Diversification Opportunities for Amanah Leasing and Asia Fiber
0.9 | Correlation Coefficient |
Almost no diversification
The 3 months correlation between Amanah and Asia is 0.9. Overlapping area represents the amount of risk that can be diversified away by holding Amanah Leasing Public and Asia Fiber Public in the same portfolio, assuming nothing else is changed. The correlation between historical prices or returns on Asia Fiber Public and Amanah Leasing is a relative statistical measure of the degree to which these equity instruments tend to move together. The correlation coefficient measures the extent to which returns on Amanah Leasing Public are associated (or correlated) with Asia Fiber. Values of the correlation coefficient range from -1 to +1, where. The correlation of zero (0) is possible when the price movement of Asia Fiber Public has no effect on the direction of Amanah Leasing i.e., Amanah Leasing and Asia Fiber go up and down completely randomly.
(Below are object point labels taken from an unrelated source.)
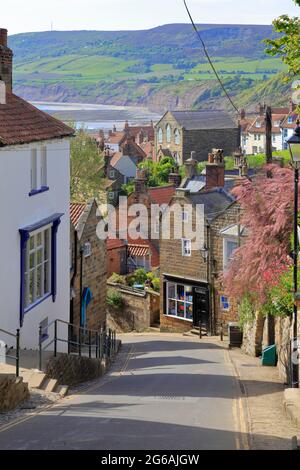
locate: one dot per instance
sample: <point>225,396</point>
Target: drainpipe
<point>73,277</point>
<point>81,276</point>
<point>210,278</point>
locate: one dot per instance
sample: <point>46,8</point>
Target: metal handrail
<point>17,356</point>
<point>102,343</point>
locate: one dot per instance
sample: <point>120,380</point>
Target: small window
<point>224,303</point>
<point>38,267</point>
<point>44,330</point>
<point>168,129</point>
<point>230,245</point>
<point>177,136</point>
<point>33,170</point>
<point>160,135</point>
<point>185,216</point>
<point>44,167</point>
<point>186,247</point>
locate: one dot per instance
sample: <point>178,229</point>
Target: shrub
<point>114,299</point>
<point>117,279</point>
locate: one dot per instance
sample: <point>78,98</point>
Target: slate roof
<point>22,123</point>
<point>215,202</point>
<point>204,119</point>
<point>161,194</point>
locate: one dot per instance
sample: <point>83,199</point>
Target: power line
<point>209,59</point>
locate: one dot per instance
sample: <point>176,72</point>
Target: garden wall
<point>140,310</point>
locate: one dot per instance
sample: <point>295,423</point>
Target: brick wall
<point>140,311</point>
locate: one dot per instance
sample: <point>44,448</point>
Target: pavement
<point>165,392</point>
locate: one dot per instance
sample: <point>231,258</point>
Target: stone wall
<point>140,311</point>
<point>253,336</point>
<point>13,392</point>
<point>73,370</point>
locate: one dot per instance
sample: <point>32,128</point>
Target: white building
<point>34,208</point>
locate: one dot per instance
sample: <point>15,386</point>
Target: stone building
<point>180,132</point>
<point>191,285</point>
<point>88,269</point>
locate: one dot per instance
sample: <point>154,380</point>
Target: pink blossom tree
<point>263,258</point>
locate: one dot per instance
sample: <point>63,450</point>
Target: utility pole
<point>268,122</point>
Pair Corralation between Amanah Leasing and Asia Fiber
Assuming the 90 days trading horizon Amanah Leasing is expected to generate 1.0 times less return on investment than Asia Fiber. But when comparing it to its historical volatility, Amanah Leasing Public is 1.0 times less risky than Asia Fiber. It trades about 0.08 of its potential returns per unit of risk. Asia Fiber Public is currently generating about 0.08 of returns per unit of risk over similar time horizon. If you would invest 500.00 in Asia Fiber Public on September 25, 2024 and sell it today you would lose (28.00) from holding Asia Fiber Public or give up 5.6% of portfolio value over 90 days.
Time Period | 3 Months [change] |
Direction | Moves Together |
Strength | Very Strong |
Accuracy | 99.18% |
Values | Daily Returns |
Amanah Leasing Public vs. Asia Fiber Public
Performance |
Timeline |
Amanah Leasing Public |
Asia Fiber Public |
Amanah Leasing and Asia Fiber Volatility Contrast
Predicted Return Density |
Returns |
Pair Trading with Amanah Leasing and Asia Fiber
The main advantage of trading using opposite Amanah Leasing and Asia Fiber positions is that it hedges away some unsystematic risk. Because of two separate transactions, even if Amanah Leasing position performs unexpectedly, Asia Fiber can make up some of the losses. Pair trading also minimizes risk from directional movements in the market. For example, if an entire industry or sector drops because of unexpected headlines, the short position in Asia Fiber will offset losses from the drop in Asia Fiber's long position.Amanah Leasing vs. Kasikornbank Public | Amanah Leasing vs. PTT Public | Amanah Leasing vs. The Siam Cement |
Asia Fiber vs. AJ Plast Public | Asia Fiber vs. Aikchol Hospital Public | Asia Fiber vs. Boutique Newcity Public | Asia Fiber vs. Allianz Ayudhya Capital |
Check out your portfolio center.Note that this page's information should be used as a complementary analysis to find the right mix of equity instruments to add to your existing portfolios or create a brand new portfolio. You can also try the Global Correlations module to find global opportunities by holding instruments from different markets.